How to EASILY provide full battery voltage to a HEI ignition module. 

Some of you may know that I have a HEI conversion ignition system installed in my '67 GTO.  This is a good performing, stock looking system that replaces the old points ignition with a GM HEI module.  The module is triggered by a magnetic pickup and it's all fitted in the original Delco points distributor.   The HEI conversion has been installed on my car for over five years now and it has been working great but just like with a factory HEI, it needs full battery voltage to operate at an optimum level.

Recently, a
modification I made to the goat was to install a Bosch 30 amp relay to route full voltage to the coil and HEI module instead of relying on the ignition switch and under dash harness only.  This modification will work on any GM car that once had  points type ignition where the user is installing a HEI ignition system or any ignition conversion that requires full battery (14.2v) voltage.   

In testing voltages under the hood I found voltage at the coil (and module) was down by over one volt compared to battery voltage at idle, even though I had replaced the resistor wire in the factory harness!   Just replacing the resistor wire does not address other problem areas in the factory wiring than can contribute to a voltage drop.  This voltage drop most likely would be even greater once more demands were placed on the ignition system with the engine at higher RPM and under load but I admit I have not driven around with a voltmeter connected to the module.  

So, since I just happened to have a spare relay sitting around I used it to route battery voltage from the main power distribution source to the coil (and HEI module).  

Above:  The ignition relay wired up.  It could have been positioned lower on the firewall to make it less obvious but I already had a mounting hole here.  The coil is an American made Accel 8140 painted black.

 

 

 

 

 

 

 

 

 

 

 

 

 

 

 

 

 


Wiring for the relay goes as follows:  the IGN 1 & 2 wires that normally go to supply the coil are rerouted to the relay terminal 86 and are used to simply switch the relay on and off.   IGN 1 is the “run” wire that is also the resistor wire.   IGN 2 is the non-resistor wire that is energized only when the ignition key is in “start” (cranking) position.   The resistor wire can be used for the relay on/off terminal since the relay consumes very little power to keep the contacts closed (0.08amp). A 14ga wire runs from an always hot power distribution point (main splice, battery + or post) to  relay terminal 30.   Another 14ga wire runs from terminal 87 to the coil and/or module.   Terminal 85 is ground and terminal 87a is not used.  Terminal 86 receives the signal (voltage) from the ignition switch.   14 gauge wire is all that is really needed for the short underhood distances involved and will be able to carry more current than the HEI module and coil can use.   

HEI/Relay Schematic

 

Right: The main power distribution post on my car.  This post replaces the factory splice and provides a convenient way to hook up accessories provided what you need is a constant (not switched) 12v source.  What is wired up to this post is: ignition relay (blue),  A/C relay (yellow),  horn relay (black with red stripe), dash power-up (black fusible link), alternator voltage sensing (14ga red wire), battery charging (10ga red wire) and the 8ga red is power feed from the alternator.  The other two blue fusible links are power for the headlight relays.
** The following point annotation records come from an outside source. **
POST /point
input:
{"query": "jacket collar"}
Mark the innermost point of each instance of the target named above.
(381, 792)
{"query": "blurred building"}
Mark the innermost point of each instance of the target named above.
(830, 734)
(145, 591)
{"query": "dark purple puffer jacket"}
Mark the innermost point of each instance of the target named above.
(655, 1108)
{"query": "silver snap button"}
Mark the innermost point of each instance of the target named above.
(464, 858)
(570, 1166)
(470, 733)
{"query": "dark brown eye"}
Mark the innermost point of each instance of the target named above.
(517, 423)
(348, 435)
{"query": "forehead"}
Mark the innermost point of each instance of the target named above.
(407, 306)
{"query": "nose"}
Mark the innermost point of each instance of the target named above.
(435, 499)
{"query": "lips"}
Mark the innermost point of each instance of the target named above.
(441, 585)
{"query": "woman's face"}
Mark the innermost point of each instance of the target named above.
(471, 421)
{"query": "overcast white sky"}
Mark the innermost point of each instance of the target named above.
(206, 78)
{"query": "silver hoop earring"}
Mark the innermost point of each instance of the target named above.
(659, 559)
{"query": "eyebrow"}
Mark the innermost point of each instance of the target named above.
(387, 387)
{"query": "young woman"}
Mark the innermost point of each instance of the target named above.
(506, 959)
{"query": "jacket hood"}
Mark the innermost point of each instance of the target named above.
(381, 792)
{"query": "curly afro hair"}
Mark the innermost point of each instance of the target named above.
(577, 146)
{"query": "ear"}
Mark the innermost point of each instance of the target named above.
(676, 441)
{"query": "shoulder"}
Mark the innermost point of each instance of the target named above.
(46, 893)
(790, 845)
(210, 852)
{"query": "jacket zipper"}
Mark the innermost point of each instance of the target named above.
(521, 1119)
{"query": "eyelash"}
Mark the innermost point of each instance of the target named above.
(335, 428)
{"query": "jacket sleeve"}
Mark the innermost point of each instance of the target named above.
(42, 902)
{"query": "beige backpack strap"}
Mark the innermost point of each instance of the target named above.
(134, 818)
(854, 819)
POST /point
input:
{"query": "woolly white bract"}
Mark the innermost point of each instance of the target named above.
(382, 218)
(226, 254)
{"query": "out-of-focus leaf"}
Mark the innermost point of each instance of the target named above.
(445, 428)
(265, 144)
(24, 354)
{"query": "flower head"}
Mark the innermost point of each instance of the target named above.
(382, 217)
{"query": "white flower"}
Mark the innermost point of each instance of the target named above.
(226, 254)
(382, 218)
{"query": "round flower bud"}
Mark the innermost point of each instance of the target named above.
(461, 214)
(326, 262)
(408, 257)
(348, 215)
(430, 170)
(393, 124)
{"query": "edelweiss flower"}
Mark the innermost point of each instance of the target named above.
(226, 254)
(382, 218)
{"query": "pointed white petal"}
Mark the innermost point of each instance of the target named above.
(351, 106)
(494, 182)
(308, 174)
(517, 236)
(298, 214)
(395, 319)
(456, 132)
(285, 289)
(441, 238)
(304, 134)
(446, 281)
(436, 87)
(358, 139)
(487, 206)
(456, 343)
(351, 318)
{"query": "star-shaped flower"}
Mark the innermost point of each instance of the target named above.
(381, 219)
Now, with the relay installed and when the ignition switch is turned to run or start, the relay is energized, it closes and routes full power from the main splice to the coil/module.   The result, full power to the ignition system and no voltage drop! 

What causes the voltage drop as seen at the coil with a factory harness?   Since the dash harness is fed by only one wire and dash board accessories have to share the power feed with the ignition, something less than the input voltage will be available once power leaves the ignition switch.   Keep in mind that the voltage to the old points system was stepped down with a resistor wire anyway so having a little less voltage was not a concern.    

 

All the ignition switch does is send a signal to the relay telling it to complete the circuit for ignition power, the relay does the rest.  Most ignition boxes that take power directly from a battery source have this type of power distribution already built in, one of the reasons for their effectiveness.

 

 

 

 

 

 

 

 

 

 

 

 

 

Engine Run-on:
If your engine continues to run even with the ignition key turned OFF your are experiencing run-on.   This usually occurs in older vehicles with an external voltage regulator but can also occur with internally regulated alternators.   The relay requires only a small amount of current to stay closed and provide power to the module and coil.   So, if you are experiencing run on it is due to this small current going through the charging lamp and feeding the terminal that keeps the relay closed, even if the key is turned off.  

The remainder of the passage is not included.